7. The United Nations could do a great deal more than it does for human development and the promotion of peaceful and productive coexistence among nations, if only the United States would let it. The US is the organization's most powerful member and largest single financial contributor. Its influence at the UN is enormous and has been persistently abused. Check the voting records of the Security Council. Peacekeeping has been kept ineffective so that it does not challenge the United States' self-appointed position as the world's policeman. Human development programmes are hampered by US farm subsidy and trade promotion policies. Some conflicts have been incited by the United States (Angola) and others exacerbated and prolonged (Iran-Iraq War) to serve misguided US priorities. Democracies have been overthrown (Chile, Guatemala, Iran, etc, etc) and autocrats preserved in power (Saudi Arabia, Zaire, Nicaragua, etc, etc, etc). International law is regularly flaunted by US actions (Iraq) and the sovereign rights of other nations dismissed (Grenada, Venezuela, Panama, etc, etc). American unilateralism implicitly declares the United Nations irrelevant. The entire world will benefit and become a more secure place for Americans when the United States finally decides to became a team player.

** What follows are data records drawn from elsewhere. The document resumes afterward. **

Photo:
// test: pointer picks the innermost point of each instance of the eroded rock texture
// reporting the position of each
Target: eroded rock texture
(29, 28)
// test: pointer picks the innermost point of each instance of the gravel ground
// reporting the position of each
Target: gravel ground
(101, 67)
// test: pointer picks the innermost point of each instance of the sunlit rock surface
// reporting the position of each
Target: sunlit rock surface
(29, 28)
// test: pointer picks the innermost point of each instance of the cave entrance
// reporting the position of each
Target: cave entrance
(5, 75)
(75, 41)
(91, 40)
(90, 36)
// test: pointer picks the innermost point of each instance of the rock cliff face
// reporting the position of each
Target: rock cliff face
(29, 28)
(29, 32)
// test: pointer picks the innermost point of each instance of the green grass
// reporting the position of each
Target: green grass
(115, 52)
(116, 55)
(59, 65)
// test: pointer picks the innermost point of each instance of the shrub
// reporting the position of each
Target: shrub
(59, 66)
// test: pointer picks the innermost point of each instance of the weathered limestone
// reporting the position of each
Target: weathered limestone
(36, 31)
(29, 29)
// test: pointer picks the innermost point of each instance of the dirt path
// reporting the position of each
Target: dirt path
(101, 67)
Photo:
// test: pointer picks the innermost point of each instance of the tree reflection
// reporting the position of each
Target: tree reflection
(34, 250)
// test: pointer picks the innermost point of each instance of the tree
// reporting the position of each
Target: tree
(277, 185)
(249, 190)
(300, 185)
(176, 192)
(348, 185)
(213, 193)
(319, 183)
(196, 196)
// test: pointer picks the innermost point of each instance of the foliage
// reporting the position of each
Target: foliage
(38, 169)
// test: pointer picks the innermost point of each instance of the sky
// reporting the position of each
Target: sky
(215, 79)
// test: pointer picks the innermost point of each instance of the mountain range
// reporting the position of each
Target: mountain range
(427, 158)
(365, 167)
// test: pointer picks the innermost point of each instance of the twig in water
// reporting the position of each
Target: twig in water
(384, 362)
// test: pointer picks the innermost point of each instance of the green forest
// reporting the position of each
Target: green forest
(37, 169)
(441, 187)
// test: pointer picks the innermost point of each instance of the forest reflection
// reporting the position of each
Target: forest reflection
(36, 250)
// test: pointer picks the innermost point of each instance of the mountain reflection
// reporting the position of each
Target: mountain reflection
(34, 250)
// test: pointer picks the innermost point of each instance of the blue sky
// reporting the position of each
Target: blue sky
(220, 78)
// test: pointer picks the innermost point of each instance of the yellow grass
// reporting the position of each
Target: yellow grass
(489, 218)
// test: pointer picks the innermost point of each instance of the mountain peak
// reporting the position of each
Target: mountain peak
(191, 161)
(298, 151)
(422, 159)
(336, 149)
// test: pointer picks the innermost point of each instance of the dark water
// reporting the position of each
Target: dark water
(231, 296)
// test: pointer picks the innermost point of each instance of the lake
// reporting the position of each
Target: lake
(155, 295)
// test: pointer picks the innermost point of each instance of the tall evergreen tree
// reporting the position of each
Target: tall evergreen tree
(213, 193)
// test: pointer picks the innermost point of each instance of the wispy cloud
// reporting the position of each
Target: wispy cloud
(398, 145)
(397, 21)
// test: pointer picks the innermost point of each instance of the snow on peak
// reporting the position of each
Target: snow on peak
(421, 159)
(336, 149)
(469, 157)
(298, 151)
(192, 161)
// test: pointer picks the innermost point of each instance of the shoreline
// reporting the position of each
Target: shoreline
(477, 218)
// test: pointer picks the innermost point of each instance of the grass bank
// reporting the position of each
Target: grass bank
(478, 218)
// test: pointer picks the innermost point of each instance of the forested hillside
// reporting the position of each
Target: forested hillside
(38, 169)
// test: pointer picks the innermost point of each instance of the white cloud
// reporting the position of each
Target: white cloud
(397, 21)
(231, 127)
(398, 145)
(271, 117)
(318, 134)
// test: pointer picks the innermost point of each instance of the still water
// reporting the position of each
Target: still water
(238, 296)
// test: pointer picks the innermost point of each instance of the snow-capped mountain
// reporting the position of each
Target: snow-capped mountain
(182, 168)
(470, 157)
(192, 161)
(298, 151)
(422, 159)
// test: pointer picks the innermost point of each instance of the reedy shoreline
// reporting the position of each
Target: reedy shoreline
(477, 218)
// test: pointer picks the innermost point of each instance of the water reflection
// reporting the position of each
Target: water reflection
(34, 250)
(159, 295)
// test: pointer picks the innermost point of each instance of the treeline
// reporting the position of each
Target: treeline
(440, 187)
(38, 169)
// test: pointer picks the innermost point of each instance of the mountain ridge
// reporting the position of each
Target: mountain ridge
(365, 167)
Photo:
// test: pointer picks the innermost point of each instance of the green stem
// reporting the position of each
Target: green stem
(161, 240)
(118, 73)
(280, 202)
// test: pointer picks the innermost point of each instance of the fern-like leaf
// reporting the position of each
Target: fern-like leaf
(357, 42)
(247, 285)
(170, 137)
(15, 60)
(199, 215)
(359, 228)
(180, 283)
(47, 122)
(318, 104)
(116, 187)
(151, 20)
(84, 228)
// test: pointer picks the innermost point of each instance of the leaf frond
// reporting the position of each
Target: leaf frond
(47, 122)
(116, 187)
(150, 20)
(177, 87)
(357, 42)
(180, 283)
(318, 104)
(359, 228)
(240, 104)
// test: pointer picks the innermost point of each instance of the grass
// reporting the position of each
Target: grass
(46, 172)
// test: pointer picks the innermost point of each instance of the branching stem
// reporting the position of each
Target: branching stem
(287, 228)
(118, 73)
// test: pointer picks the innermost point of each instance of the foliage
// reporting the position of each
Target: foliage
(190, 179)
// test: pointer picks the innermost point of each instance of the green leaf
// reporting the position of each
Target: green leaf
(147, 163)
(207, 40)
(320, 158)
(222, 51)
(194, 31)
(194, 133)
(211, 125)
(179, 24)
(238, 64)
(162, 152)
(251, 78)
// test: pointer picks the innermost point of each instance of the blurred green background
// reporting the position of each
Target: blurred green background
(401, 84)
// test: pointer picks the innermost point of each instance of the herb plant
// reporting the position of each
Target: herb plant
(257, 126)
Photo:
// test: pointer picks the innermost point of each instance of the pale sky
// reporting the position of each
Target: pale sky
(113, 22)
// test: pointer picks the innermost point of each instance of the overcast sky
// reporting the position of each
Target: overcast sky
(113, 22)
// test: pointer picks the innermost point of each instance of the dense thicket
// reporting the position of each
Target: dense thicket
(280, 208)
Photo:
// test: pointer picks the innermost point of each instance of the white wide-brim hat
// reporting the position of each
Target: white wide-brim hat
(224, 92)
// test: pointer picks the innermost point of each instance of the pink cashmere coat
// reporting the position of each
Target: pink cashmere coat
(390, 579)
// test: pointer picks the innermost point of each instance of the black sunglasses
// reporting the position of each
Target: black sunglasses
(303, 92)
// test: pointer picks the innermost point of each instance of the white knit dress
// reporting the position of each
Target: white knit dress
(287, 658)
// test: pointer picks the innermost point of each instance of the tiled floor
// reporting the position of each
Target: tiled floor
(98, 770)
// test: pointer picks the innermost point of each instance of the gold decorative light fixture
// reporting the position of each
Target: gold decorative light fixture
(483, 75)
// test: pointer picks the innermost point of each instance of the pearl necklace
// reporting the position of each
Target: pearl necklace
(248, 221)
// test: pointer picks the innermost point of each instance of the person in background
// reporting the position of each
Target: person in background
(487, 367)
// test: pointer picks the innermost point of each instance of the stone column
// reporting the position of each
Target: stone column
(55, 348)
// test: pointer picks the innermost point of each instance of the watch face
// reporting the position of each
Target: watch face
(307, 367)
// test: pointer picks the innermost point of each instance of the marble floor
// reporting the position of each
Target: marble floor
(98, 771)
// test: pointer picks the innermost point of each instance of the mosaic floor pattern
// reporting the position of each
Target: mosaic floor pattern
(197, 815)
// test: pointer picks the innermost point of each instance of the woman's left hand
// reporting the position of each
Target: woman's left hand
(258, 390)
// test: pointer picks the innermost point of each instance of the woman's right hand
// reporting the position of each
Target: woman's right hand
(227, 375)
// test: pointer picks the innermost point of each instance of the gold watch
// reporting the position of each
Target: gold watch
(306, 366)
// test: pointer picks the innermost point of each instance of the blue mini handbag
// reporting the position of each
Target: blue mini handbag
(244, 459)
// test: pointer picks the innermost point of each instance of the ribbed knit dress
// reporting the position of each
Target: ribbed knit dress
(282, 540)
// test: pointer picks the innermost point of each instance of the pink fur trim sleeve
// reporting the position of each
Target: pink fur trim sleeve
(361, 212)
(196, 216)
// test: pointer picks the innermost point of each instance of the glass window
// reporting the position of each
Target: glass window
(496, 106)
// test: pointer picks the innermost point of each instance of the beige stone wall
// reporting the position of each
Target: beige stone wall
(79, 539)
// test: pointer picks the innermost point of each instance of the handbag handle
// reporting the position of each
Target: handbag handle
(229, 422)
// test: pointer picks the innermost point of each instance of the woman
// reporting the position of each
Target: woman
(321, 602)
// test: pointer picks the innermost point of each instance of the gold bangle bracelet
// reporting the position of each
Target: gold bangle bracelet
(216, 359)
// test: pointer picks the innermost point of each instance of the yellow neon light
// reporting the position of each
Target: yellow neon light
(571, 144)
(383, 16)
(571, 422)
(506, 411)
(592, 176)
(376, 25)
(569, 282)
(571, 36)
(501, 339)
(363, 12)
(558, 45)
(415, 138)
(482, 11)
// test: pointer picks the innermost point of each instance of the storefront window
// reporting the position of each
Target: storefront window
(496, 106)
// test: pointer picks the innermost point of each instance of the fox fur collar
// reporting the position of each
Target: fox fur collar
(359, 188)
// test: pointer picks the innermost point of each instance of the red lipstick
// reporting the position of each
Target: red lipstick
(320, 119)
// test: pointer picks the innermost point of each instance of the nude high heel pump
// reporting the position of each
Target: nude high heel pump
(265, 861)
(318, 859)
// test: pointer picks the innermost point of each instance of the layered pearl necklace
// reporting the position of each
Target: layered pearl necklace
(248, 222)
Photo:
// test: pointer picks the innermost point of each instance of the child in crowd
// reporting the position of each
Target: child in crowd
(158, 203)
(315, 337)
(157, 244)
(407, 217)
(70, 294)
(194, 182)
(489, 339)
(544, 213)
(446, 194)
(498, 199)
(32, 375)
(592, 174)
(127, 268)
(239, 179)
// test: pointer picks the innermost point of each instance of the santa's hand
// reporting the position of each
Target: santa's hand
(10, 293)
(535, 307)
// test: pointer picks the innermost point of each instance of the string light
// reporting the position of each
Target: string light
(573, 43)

8. In the early 1980's the US automakers were reeling from the onslaught of cheap, well-designed and well-made Japanese imports. They could have rallied and made a big investment in improved technology, but chose instead to collectively spend $5 billion on a public relations campaign to convince the American public that four-wheel drive trucks are cool. At the same time, the Big Three twisted the arms of a good many Congressmen to get SUV's and pickup trucks exempted from the calculation of Corporate Average Fuel Economy by designating them as farm equipment. The SUV was an unsophisticated machine that the US car companies could build competitively because the Japanese simply didn't make them. It is dying out now, done in by high fuel prices, and will go to its grave unlamented. For a quarter of a century Detroit has profited mightily, sniggering at having smoked the yokels yet again, while the environment suffered and America's dependence on Middle-East oil grew. Unfortunately for the car makers, they have no second act. At least one and possibly all will likely disappear, abiding only as a classic case study in poor strategic management. It is time to close that embarrassing loophole in the CAFE regulations and force the US automobile industry, or whatever remains of it, to get serious about building better cars.